Initialization (Building Trie): O(N * K), where N is the number of sentences and K is the average length of a sentence.
Input:
- Trie Traversal: O(P), where P is the length of the input prefix.
- DFS (or BFS): O(M), where M is the number of nodes in the subtree rooted at the last traversed node. In the worst case, this could be O(N*K), but on average, it is much smaller.
- Sorting: O(L * log(L)), where L is the number of sentences found during the DFS. Since we only keep top 3, L will be small in practice, at most the number of sentences with a common prefix.
Space Complexity: O(N * K) to store the Trie, where N is the number of sentences and K is the average sentence length.

3. Edge Cases

Empty Input: If the input is empty, return an empty list.
No Matching Sentences: If no sentences start with the input, return an empty list.
Input Character Not in Trie: If, during Trie traversal, an input character is not found, it means there are no matching sentences, so return an empty list.

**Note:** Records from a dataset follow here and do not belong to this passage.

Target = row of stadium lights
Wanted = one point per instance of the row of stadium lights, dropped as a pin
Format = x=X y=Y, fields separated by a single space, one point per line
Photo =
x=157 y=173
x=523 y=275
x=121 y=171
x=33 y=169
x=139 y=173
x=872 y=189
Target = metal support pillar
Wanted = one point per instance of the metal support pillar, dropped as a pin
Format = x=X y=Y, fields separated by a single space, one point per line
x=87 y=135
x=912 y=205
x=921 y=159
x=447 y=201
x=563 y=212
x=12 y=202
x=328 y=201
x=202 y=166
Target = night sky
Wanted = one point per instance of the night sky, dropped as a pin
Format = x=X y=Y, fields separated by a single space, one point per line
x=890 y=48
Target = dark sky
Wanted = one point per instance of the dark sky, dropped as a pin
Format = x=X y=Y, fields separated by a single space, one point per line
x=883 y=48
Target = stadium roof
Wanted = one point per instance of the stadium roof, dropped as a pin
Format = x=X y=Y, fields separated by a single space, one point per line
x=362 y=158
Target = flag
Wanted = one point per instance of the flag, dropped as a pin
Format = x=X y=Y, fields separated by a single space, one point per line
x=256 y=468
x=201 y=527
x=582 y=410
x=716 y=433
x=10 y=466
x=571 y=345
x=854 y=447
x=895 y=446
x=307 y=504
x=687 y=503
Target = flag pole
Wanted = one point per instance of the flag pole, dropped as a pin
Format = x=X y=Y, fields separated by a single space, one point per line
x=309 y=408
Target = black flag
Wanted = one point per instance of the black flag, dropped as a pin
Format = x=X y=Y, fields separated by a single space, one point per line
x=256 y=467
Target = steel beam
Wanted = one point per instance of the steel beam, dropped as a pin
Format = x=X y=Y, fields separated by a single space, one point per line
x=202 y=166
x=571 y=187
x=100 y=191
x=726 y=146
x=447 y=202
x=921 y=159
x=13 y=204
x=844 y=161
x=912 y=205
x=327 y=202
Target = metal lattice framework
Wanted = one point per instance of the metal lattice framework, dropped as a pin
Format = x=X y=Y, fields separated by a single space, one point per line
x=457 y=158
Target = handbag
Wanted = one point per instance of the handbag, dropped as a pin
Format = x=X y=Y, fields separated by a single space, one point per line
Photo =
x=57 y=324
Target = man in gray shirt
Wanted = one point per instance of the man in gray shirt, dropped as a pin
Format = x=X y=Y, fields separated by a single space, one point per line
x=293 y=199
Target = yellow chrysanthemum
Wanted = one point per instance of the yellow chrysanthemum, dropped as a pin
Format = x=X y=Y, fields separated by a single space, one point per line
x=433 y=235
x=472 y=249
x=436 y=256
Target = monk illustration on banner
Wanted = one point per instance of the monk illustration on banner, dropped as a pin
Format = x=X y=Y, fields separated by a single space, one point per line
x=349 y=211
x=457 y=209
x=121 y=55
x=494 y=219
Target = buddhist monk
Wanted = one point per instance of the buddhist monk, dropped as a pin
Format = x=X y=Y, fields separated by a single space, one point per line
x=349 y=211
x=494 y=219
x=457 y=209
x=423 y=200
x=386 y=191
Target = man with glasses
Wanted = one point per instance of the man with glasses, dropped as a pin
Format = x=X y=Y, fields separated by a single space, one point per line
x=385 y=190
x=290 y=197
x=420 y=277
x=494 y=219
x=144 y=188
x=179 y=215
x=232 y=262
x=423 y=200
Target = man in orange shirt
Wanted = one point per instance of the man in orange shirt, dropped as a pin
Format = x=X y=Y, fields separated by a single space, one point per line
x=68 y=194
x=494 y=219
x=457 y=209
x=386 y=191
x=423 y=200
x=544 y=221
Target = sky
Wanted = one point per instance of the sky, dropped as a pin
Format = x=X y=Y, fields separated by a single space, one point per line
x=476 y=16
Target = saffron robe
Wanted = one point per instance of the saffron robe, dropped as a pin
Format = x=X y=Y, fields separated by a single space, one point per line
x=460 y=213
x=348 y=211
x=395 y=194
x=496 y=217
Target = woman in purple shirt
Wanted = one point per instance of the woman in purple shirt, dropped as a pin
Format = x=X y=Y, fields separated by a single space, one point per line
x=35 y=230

Adding New Sentences: When the user types '#' to submit a new sentence:
- Add the new sentence to the Trie with a frequency of 1 (or increment if it already exists).
- Reset the current_prefix to an empty string.
Case Sensitivity: The problem statement does not specify case sensitivity. The provided code is case-sensitive. If case-insensitivity is desired, convert all sentences to lowercase during initialization and input processing.